Sybel, Heinrich von

Sybel, Heinrich von

(hīn`rĭkh fən zē`bəl), 1817–95, German historian. He studied under Ranke at the Univ. of Berlin, but later abandoned the Rankean striving for objective history; he began to take an active part in politics and promoted the nationalist and Protestant causes in his speeches and writings. In 1859, Sybel founded the Historische Zeitschrift. After 1875 he was director of the Prussian state archives, which he used extensively for his chief work, Founding of the German Empire by William I (tr., 7 vol., 1890–98). His other works include a history of the revolutionary period from 1789 to 1800, part of which was translated as History of the French Revolution (4 vol., 1867–79).

Sybel, Heinrich Von

 

Born Dec. 2, 1817, in Dusseldorf; died Aug. 1, 1895, in Marburg. German historian and political figure; representative of the nationalistic Prussian-oriented little Germany school, which was a leading tendency in German bourgeois historiography in the second half of the 19th century.
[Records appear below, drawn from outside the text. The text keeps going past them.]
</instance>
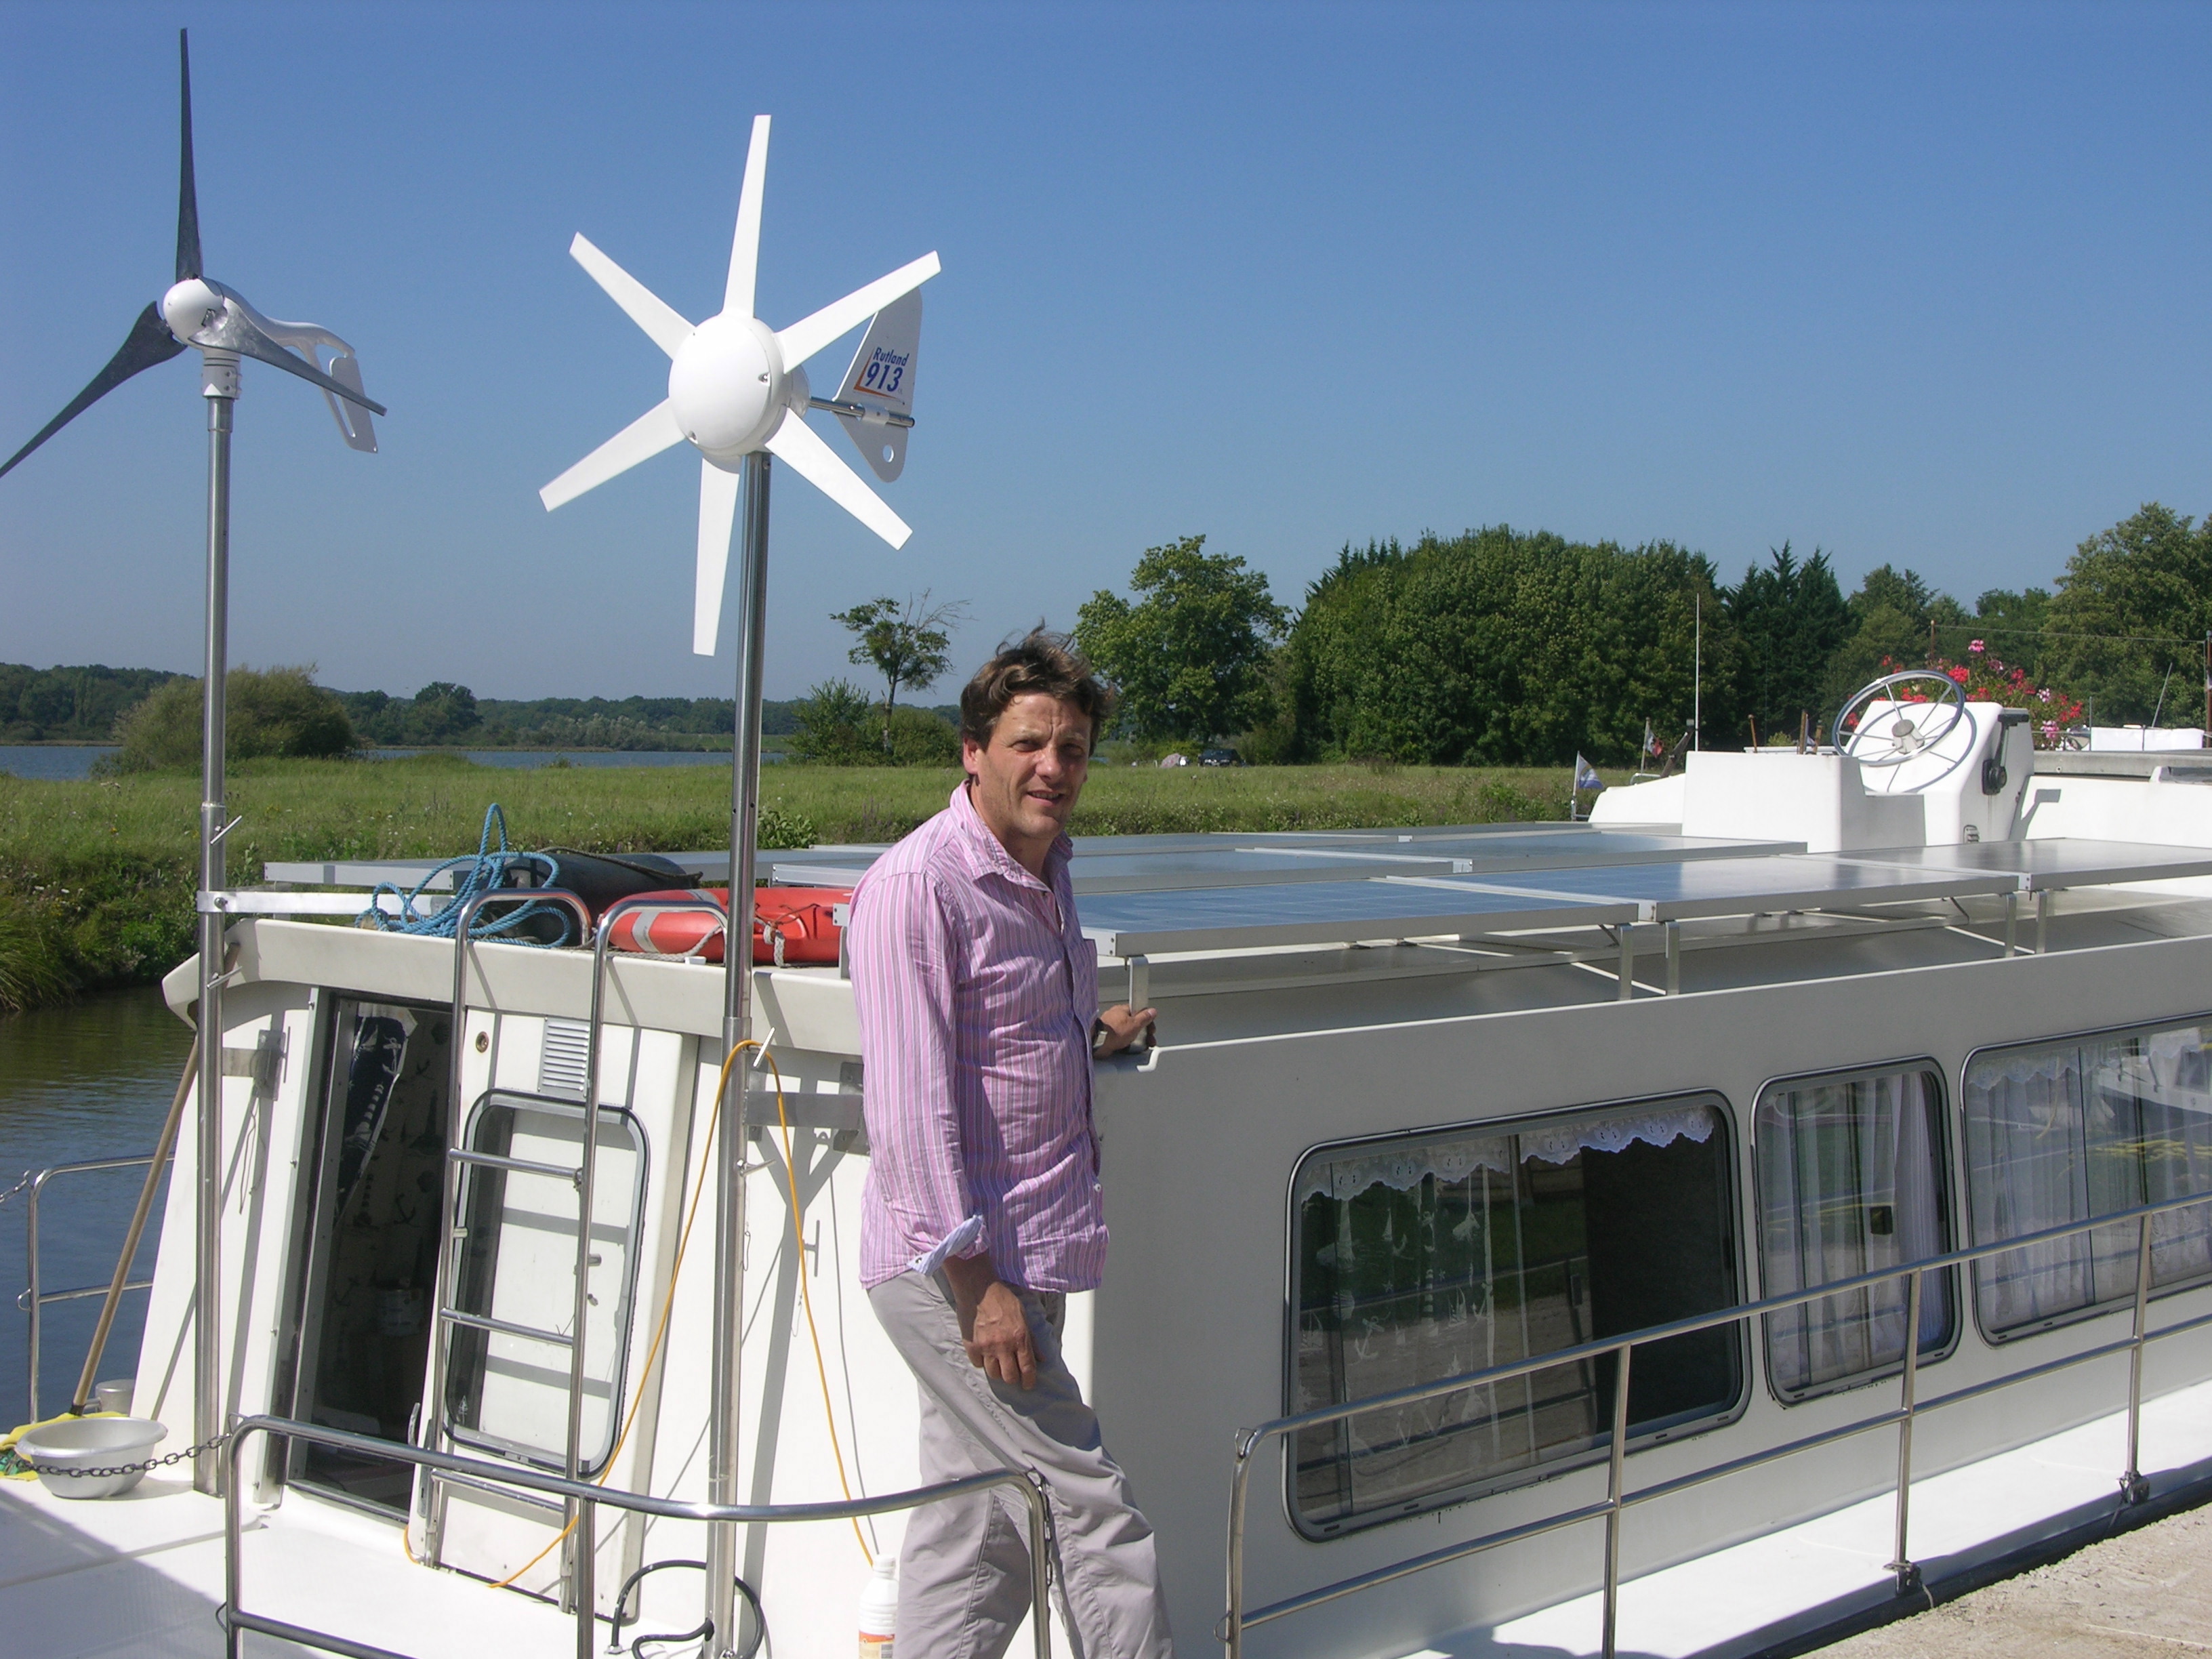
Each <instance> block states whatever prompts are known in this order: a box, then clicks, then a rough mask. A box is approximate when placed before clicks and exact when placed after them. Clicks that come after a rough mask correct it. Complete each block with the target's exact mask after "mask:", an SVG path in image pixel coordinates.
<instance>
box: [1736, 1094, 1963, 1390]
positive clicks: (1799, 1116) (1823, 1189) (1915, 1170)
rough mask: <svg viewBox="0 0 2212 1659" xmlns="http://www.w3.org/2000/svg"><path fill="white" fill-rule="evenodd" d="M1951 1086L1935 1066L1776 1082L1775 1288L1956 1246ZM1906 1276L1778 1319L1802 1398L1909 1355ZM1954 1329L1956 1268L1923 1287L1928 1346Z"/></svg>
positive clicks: (1850, 1277) (1937, 1343) (1768, 1277)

Sybel studied at the University of Berlin with L. von Ranke and F. von Savigny. He became a professor at the University of Marburg in 1846; from 1856 to 1860 he was a professor at the University of Munich, and from 1861 to 1874 at the University of Bonn. In 1859 he founded the journal Historische Zeitschrift. He became director of the Prussian State Archives in Berlin in 1875. From 1862 to 1864 he was a deputy in the Prussian Landtag; in the Reichstag of the North German Confederation, where he was a deputy beginning in 1867, he aligned himself with the National Liberals. An ideologue of the big bourgeoisie, Sybel fused a moderately liberal critique of feudal vestiges and of Germany’s political fragmentation with an antidemocratic attitude, deeply hostile to the revolutionary movement. As with other liberals, he shifted from opposition to Bismarck to a position of compromise with the Junker regime. From the mid-1860’s he was an active supporter of the unification of Germany through the Prussian monarchy.

Viewing history as a political science, Sybel injected his own political ideas into his historical writings. This explains his extremely tendentious, negative description of the Great French Revolution as the “dangerous French way” of struggling with feudalism, his idealization of the Prussian monarchy, and his apologia of the Hohenzollerns and Bismarck, whom he depicted as fighters for a national German state. At the same time Sybel also expressed rational opinions in his works, such as his view of the medieval Holy Roman Empire as a brake on the development of a national German state and his critical evaluation of the role of Catholicism in history.

WORKS

Die deutsche Nation und Kaiserreich. Düsseldorf, 1862.
Die Begréndung des Deutschen Reiches durch Wilhelm I, vols. 1–7. Munich-Leipzig, 1889–95.
In Russian translation:
Istoriia frantsuzskoi revoliutsii i ee vremeni (1789–1795), parts 1—4. St. Petersburg, 1863–67.

REFERENCES

Istoriografiia novogo vremeni stran Evropy i Ameriki. Moscow, 1967. Pages 297–302, 307–08.
Gavrilichev, V. A. “Teoretiko-metodologicheskie osnovy istoricheskikh issledovanii Genrikha fon Zibelia.” In the collection Metodologicheskie i istoriograficheskie voprosy istoricheskoi nauki. Tomsk, 1963.
Schleier, H. Sybel und Treitschke. … Berlin, 1965.